Re: Having I/O problems in simple virtualized environment

From
Jose Ildefonso Camargo Tolosa
Date:
On Mon, Jan 30, 2012 at 3:11 AM, Ron Arts <ron.arts@gmail.com> wrote:
> Op 30-01-12 02:52, Jose Ildefonso Camargo Tolosa schreef:
>> On Sun, Jan 29, 2012 at 6:18 PM, Ron Arts <ron.arts@gmail.com> wrote:
>>> Hi list,
>>>
>>> I am running PostgreSQL 8.1 (CentOS 5.7) on a VM on a single XCP (Xenserver) host.
>>> This is a HP server with 8GB, Dual Quad Core, and 2 SATA in RAID-1.
>>>
>>> The problem is: it's running very slow compared to running it on bare metal, and
>>> the VM is starving for I/O bandwidht, so other processes (slow to a crawl.
>>> This does not happen on bare metal.
>>>
>>> I had to replace the server with a bare-metal one, I could not troubleshoot in production.
>>> Also it was hard to emulte the workload for that VM in a test environment, so I
>>> concentrated on PostgreSQLand why it apparently generated so much I/O.
>>>
>>> Before I start I should confess having only spotty experience with Xen and PostgreSQL
>>> performance testing.
>>>
>>> I setup a test Xen server created a CentOS5.7 VM with out-of-the-box PostgreSQL and ran:
>>> pgbench -i  pgbench ; time pgbench -t 100000 pgbench
>>> This ran for 3:28. Then I replaced the SATA HD with an SSD disk, and reran the test.
>>> It ran for 2:46. This seemed strange as I expected the run to finish much faster.
>>>
>>> I reran the first test on the SATA, and looked at CPU and I/O use.
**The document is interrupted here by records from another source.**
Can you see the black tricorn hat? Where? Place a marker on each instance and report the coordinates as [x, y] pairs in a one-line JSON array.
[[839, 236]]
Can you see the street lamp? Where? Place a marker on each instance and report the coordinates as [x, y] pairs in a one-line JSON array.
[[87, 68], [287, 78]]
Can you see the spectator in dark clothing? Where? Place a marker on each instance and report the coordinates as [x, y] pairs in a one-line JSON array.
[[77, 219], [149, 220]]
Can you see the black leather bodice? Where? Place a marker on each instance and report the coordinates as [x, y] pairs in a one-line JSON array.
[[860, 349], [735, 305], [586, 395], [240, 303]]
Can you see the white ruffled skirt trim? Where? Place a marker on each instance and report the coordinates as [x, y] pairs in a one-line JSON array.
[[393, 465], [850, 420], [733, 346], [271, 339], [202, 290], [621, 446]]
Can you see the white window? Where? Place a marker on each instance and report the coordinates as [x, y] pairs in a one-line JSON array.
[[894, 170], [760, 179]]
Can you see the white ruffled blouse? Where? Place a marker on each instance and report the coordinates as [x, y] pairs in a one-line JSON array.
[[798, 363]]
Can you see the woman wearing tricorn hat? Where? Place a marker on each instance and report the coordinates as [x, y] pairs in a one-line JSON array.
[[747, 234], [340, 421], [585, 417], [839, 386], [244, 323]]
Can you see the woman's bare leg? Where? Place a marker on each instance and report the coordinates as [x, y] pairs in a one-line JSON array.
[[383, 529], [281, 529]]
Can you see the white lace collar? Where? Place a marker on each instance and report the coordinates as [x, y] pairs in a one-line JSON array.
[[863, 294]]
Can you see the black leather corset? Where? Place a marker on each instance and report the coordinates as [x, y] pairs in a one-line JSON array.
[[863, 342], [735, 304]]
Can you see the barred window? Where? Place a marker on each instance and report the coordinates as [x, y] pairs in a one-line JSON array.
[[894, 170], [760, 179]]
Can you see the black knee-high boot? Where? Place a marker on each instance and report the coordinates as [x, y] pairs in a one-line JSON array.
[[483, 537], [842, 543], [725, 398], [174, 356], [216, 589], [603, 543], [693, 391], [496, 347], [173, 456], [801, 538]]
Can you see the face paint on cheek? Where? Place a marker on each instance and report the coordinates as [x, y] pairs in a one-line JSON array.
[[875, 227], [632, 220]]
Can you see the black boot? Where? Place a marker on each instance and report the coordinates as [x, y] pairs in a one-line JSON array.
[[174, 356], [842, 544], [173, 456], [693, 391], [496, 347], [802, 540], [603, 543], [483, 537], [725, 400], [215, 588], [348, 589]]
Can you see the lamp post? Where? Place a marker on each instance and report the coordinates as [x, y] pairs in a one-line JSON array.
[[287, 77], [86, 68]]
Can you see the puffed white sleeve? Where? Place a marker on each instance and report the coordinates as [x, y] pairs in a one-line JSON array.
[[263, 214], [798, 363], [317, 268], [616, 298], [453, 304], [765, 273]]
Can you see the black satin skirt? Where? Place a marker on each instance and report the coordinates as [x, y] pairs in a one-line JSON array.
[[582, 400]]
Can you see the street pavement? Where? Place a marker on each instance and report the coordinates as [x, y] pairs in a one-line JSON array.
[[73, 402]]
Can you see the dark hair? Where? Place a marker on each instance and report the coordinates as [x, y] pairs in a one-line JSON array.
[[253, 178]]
The CPU was not used
>>> too much in both the VM (30%) and in dom0 (10%). The I/O use was not much as well,
>>> around 8MB/sec in the VM. (Couldn't use iotop in dom0, because of missing kernel support
>>> in XCP 1.1).
>>>
>>> It reran the second test on SSD, and experienced almost the same CPU, and I/O load.
>>>
>>> (I now probably need to run the same test on bare metal, but didn't get to that yet,
>>> all this already ruined my weekend.)
>>>
>>> Now I came this far, can anybody give me some pointers? Why doesn't pgbench saturate
>>> either the CPU or the I/O? Why does using SSD only change the performance this much?
>>
>> Ok, one point: Which IO scheduler are you using?  (on dom0 and on the VM).
>
> Ok, first dom0:
>
> For the SSD (hda):
> # cat /sys/block/sda/queue/scheduler
> [noop] anticipatory deadline cfq

Use deadline.

>
> For the SATA:
> # cat /sys/block/sdb/queue/scheduler
> noop anticipatory deadline [cfq]

Use deadline too (this is specially true if sdb is a raid array).

>
> Then in the VM:
>
> # cat /sys/block/xvda/queue/scheduler
> [noop] anticipatory deadline cfq

Should be ok for the VM.